La rabbia delle donne

la rabbia delle donne

Oggi le donne si arrabbiano di più. È quanto dice un’analisi del 2022 della BBC: stando ai risultati, a provare più rabbia è il genere femminile, fatto che crea quello che è stato definito un “gender rage gap”. Se si considera la situazione di erosione dei diritti delle donne in atto negli ultimi anni, non è un dato che stupisce. Ma come è stata vista storicamente la rabbia delle donne, e quali sono le potenzialità della sua espressione?

Un’interpretazione dei dati del Gallup World Poll del 2022 elaborata dalla BBC mostra che, rispetto a dieci anni fa, c’è una maggiore divergenza tra donne e uomini per quanto riguarda la rabbia. Le prime, infatti, hanno dichiarato di provarla più spesso, con un divario del 6% rispetto al genere maschile. Questa situazione, stando ai dati raccolti, è diventata particolarmente evidente con l’inizio della pandemia, quando il carico di stress e disagio è aumentato per molte di loro, che hanno dovuto assumersi una quantità maggiore del lavoro domestico, oltre al loro impiego. Esternare questo sentimento, però, è un discorso a parte.

La rabbia delle donne e la sua espressione

Storicamente, la rabbia femminile è stata considerata un’emozione problematica. Da un lato, esprimerla è stato visto come un modo per asserire la propria volontà e personalità e, in quanto tale, una prerogativa degli uomini (specialmente bianchi). Quello che la società si aspetta dalle donne è che siano tranquille, educate, gentili: qualunque cosa succeda, devono moderare i toni e non urtare i sentimenti altrui, specialmente – non sia mai – quelli maschili. Questa modalità di socializzazione va a penalizzare tutte le donne, ma specialmente quelle razzializzate, transgender e queer, come ricordò la femminista americana Audre Lorde nel suo discorso del 1981 alla National Women’s Studies Association Conference, dove affrontò il problema del razzismo interno al movimento:

La mia paura della rabbia non mi ha insegnato nulla. Anche la vostra paura di questa rabbia non vi insegnerà nulla.

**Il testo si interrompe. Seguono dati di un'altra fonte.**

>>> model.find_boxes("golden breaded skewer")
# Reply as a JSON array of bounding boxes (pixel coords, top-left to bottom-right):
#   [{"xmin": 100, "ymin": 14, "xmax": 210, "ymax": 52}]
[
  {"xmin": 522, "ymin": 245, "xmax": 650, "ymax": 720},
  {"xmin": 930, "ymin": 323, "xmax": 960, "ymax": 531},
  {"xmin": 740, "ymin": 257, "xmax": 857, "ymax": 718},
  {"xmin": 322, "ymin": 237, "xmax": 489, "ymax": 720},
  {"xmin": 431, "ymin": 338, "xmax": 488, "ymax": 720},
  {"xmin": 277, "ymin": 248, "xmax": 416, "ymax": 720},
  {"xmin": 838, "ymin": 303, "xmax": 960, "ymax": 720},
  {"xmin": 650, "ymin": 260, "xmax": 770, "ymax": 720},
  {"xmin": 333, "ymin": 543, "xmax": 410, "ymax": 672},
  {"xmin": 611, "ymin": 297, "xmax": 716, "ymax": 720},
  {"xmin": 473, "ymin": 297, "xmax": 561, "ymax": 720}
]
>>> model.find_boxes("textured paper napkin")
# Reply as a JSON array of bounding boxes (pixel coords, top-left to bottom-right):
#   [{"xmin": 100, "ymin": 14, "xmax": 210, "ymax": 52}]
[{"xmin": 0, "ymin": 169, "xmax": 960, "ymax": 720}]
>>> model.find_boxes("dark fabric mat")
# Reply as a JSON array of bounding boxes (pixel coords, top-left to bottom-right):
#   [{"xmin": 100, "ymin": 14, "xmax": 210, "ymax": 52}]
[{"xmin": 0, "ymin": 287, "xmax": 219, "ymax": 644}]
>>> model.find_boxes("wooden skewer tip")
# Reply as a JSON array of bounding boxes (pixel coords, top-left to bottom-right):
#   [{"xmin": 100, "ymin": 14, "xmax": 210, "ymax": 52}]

Dall’altro lato, invece, esternarla può essere visto come una conferma di uno stereotipo ancora radicato, quello di una “maggiore emotività” del genere femminile. In questo caso, il sentimento viene percepito come un sintomo di scarso equilibrio e mancanza di autocontrollo. Entrambi questi punti di vista possono portare le donne a evitare di esprimere la propria rabbia in modo da non incorrere in punizioni sociali, come lo scherno e il non essere prese sul serio. Basti pensare allo spauracchio della femminista arrabbiata, che è sempre stata rappresentata come qualcuno da evitare, sicuramente non da imitare. Ma forse è il caso di cominciare a rivendicarlo, che siamo femministe. E anche arrabbiate, già che ci siamo.

Il ruolo della vittima

Viviamo in una società dove il solo ruolo che le donne possono assumere di fronte alla negazione dei loro diritti è quello della vittima, possibilmente una vittima silenziosa, che non fa chiasso, che non rivendica una propria agentività. In questo modo viene garantito loro un riconoscimento, che però va ad alimentare e rinforzare una costruzione della condizione femminile come sofferenza necessaria. Come spiega la femminista e attivista Mona Eltahawi, ci viene ripetuto dalle pubblicità e dalle serie tv che possiamo essere e fare tutto quello che vogliamo in un mondo che ribadisce chiaramente, giorno dopo giorno, di non essere disposto a rimettere in discussione le strutture di potere e le disuguaglianze che lo caratterizzano.

Per un uso politico della rabbia

In un periodo di erosione dei loro diritti su scala globale (casi emblematici sono la situazione in Iran, ma anche le crescenti restrizioni all’accesso all’aborto negli Stati Uniti e in Russia e le proposte al riguardo – come l’ascolto del battito cardiaco del feto – portate avanti dalle associazioni anti-abortiste italiane, la scarsità dei fondi per i centri antiviolenza e il divario retributivo di genere), la rabbia delle donne ha la possibilità di diventare una risorsa importante da canalizzare nell’attività politica. Per rivendicare una dignità e una soggettività che agisce per cambiare lo status quo, per affermare le proprie idee e affermarsi sul piano personale e sociale. Oltre gli stereotipi e le imposizioni del patriarcato.

Ci siamo stancate di essere gentili.